For or against, the rights are a multimillion dollar property, over which the Tolkien Estate has no control, unless I'm mistaken, so you can bet on an eventual remake. Especially if the Amazon series pays off. When it happens is another question.


----------



## Olorgando (Jan 30, 2022)

Squint-eyed Southerner said:


> For or against, the rights are a multimillion dollar property, over which the Tolkien Estate have no control, unless I'm mistaken, so you can bet on an eventual remake. Especially if the Amazon series pays off. When it happens is another question.

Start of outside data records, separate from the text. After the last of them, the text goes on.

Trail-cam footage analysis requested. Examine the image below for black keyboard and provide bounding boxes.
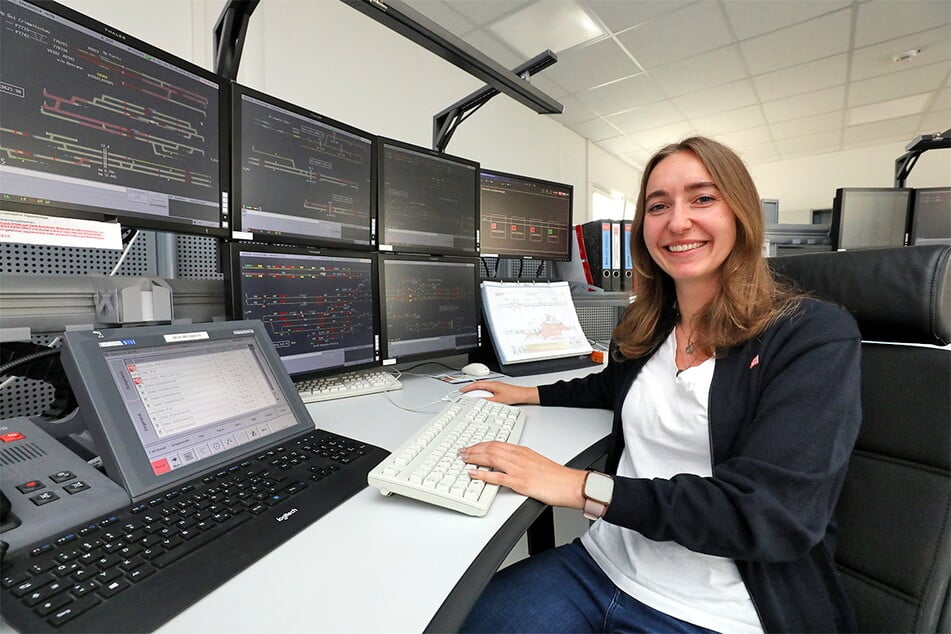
[0,430,388,632]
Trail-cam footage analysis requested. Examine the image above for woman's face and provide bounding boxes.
[644,152,736,293]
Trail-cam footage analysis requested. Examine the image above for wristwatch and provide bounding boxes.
[581,471,614,520]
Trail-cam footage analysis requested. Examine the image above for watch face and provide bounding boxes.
[584,471,614,504]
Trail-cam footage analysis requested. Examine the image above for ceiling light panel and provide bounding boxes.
[488,1,604,59]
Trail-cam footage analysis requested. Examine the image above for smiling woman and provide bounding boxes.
[460,137,861,633]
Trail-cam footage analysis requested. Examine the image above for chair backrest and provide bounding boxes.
[770,246,951,632]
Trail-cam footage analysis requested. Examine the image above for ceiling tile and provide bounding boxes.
[575,74,664,116]
[845,117,919,144]
[647,46,746,97]
[723,0,850,40]
[846,93,929,126]
[775,132,841,159]
[571,118,623,141]
[763,86,845,123]
[671,79,757,119]
[690,104,766,134]
[436,0,532,24]
[583,0,692,33]
[855,0,951,47]
[545,38,641,93]
[488,0,604,59]
[549,93,598,126]
[849,61,951,107]
[608,101,683,132]
[637,122,697,152]
[740,9,852,75]
[404,0,476,35]
[852,26,951,81]
[769,110,844,139]
[753,54,849,101]
[617,0,732,69]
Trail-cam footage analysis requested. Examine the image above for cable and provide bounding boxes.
[109,229,139,277]
[0,348,60,376]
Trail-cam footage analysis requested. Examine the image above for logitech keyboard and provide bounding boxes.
[367,398,525,515]
[294,368,403,403]
[0,430,387,632]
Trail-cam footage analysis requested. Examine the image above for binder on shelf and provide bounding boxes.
[482,281,597,376]
[555,225,600,288]
[608,220,623,291]
[621,220,634,293]
[581,220,612,291]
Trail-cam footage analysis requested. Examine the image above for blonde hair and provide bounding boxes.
[614,137,800,358]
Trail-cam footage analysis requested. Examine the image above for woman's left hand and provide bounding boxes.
[459,440,585,509]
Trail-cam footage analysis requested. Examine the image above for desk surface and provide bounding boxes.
[159,368,611,633]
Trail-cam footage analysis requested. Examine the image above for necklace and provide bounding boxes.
[677,324,695,355]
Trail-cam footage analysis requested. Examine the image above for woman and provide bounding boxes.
[461,137,861,632]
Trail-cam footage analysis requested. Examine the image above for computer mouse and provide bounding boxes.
[462,363,492,376]
[462,390,495,398]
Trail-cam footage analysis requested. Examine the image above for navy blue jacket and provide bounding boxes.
[539,299,861,632]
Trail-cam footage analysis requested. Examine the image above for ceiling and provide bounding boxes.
[405,0,951,168]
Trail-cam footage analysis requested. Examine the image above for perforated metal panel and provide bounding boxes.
[0,231,224,419]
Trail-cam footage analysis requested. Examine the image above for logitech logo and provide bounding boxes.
[277,508,297,522]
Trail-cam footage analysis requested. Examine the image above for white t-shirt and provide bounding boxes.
[581,332,763,633]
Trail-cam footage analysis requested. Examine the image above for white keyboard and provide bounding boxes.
[295,368,403,403]
[367,398,525,515]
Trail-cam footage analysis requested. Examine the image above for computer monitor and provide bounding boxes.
[379,138,479,255]
[222,242,380,378]
[909,187,951,244]
[479,169,574,262]
[231,84,376,249]
[380,255,482,364]
[0,0,230,236]
[830,187,912,250]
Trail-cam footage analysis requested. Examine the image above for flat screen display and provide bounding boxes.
[379,139,479,256]
[479,169,574,262]
[380,255,482,363]
[830,187,912,250]
[223,242,380,378]
[911,187,951,244]
[0,0,230,236]
[232,85,376,249]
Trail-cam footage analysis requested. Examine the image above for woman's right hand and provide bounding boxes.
[459,381,539,405]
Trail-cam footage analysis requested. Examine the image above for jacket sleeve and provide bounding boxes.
[604,300,861,562]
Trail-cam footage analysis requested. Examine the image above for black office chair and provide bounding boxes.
[770,246,951,632]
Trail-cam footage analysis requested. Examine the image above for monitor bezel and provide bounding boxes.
[829,187,914,251]
[377,253,483,365]
[221,241,383,380]
[230,83,379,251]
[479,168,575,262]
[63,320,313,502]
[377,136,481,257]
[908,185,951,245]
[0,0,231,237]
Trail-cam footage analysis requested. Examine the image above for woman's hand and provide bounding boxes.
[459,440,585,509]
[459,381,539,405]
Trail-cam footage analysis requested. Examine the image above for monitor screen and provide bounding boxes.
[479,169,574,262]
[379,139,479,255]
[380,255,482,363]
[222,242,380,377]
[231,85,376,248]
[830,187,912,250]
[63,322,314,501]
[0,0,229,236]
[911,187,951,244]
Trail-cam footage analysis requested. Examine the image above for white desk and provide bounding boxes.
[159,368,611,634]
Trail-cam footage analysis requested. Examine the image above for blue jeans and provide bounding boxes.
[460,540,711,634]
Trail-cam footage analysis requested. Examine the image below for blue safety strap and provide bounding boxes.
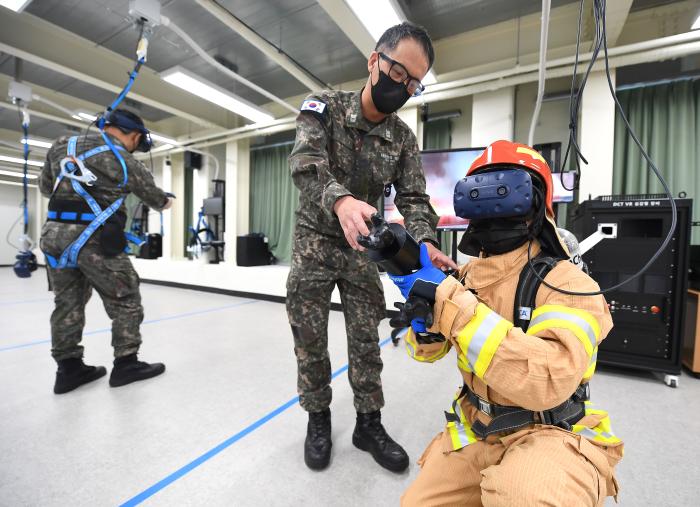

Well, if you exclude "Robin Hood" and "Tarzan" (and maybe "Zorro" and "Hercules"), the time between remakes seems to me to have been about a generation. But with attention spans shriveling to the vanishing point (has that been remade? 🤔 ) intervals could shrink ... 🙄


----------



## Squint-eyed Southerner (Jan 30, 2022)

Olorgando said:


> (has that been remade? 🤔 )


Yep.





It could be argued that a number of movie "sequels" or "prequels" or "alt-timeline" versions-- Spiderman comes to mind -- are really remakes.


----------



## Olorgando (Jan 30, 2022)

Squint-eyed Southerner said:


> It could be argued that a number of movie "sequels" or "prequels" or "alt-timeline" versions-- Spiderman comes to mind -- are really remakes.


I didn't specifically mention it, but for me *all* comic book derivatives of the superhero genre are remakes, be they Marvel or DC.

And isn't it amazing how quickly NYC gets rebuilt for next year's mayhem?


----------



## Squint-eyed Southerner (Jan 30, 2022)

I'd say it's a competition with Tokyo. 😄


----------



## Olorgando (Jan 30, 2022)

Squint-eyed Southerner said:


> I'd say it's a competition with Tokyo. 😄


Nah. Even Godzilla got bored and headed over to the Big Apple in 1998 - directed and co-written by Germany's Roland Emmerich, to boot. 😁


----------



## Squint-eyed Southerner (Jan 30, 2022)

And boy, did that one bomb. 😆


----------



## CirdanLinweilin (Jan 30, 2022)

Olorgando said:


> Well, if you exclude "Robin Hood" and "Tarzan" (and maybe "Zorro" and "Hercules"), the time between remakes seems to me to have been about a generation. But with attention spans shriveling to the vanishing point (has that been remade? 🤔 ) intervals could shrink ... 🙄


What about Billionaire playboy Bruce Wayne? Rebooted more than a PC Game.

CL


----------



## Halasían (Jan 30, 2022)

Squint-eyed Southerner said:


> For or against, the rights are a multimillion dollar property, over which the Tolkien Estate has no control, unless I'm mistaken, so you can bet on an eventual remake. Especially if the Amazon series pays off. When it happens is another question.



Being *Amazon bought MGM* which owns Saul Zaentz's company that holds the1969 United Artists Tolkien rights, I guess the possibility is there for a remake. *There was this bit about it last May*.


----------



## Squint-eyed Southerner (Jan 30, 2022)

Yeah, I'd say that makes it definite.


----------



## Olorgando (Jan 30, 2022)

CirdanLinweilin said:


> What about Billionaire playboy Bruce Wayne? Rebooted more than a PC Game.
> CL


Erm ...


Olorgando said:


> I didn't specifically mention it, but for me *all* comic book derivatives of the superhero genre are remakes, be they Marvel or DC.


And you even gave it a rotflmao "Like" smiley ... 🤨😜


----------



## Olorgando (Jan 31, 2022)

Olorgando said:


> Nah. Even Godzilla got bored and headed over to the Big Apple in 1998 - directed and co-written by Germany's Roland Emmerich, to boot. 😁





Squint-eyed Southerner said:


> And boy, did that one bomb. 😆


It performed "below expectations" (*whose???*), but turned a profit world-wide. Business outside the US _(and Canada???)_ was about 85% higher than in the US _(and Canada???)_, or 65% of total.

_(statistics nut alert!)_

What were the comparable figures for PJ's six M-e films, "other countries" as a percentage of total? It was about 65% of 379 million U$ for Godzilla '98.

FotR about 65% of about 898 mU$
TT about 64% of about 948 mU$
RotK about 67% of about 1,146 mU$

UP about 70% of about 1,017 mU$
Dos about 73% of about 959 mU$
BoFA about 73.5% of about 962 mU$

By this small, non-representative sample, it does look like the US market is becoming less and less relevant ... 🤨


----------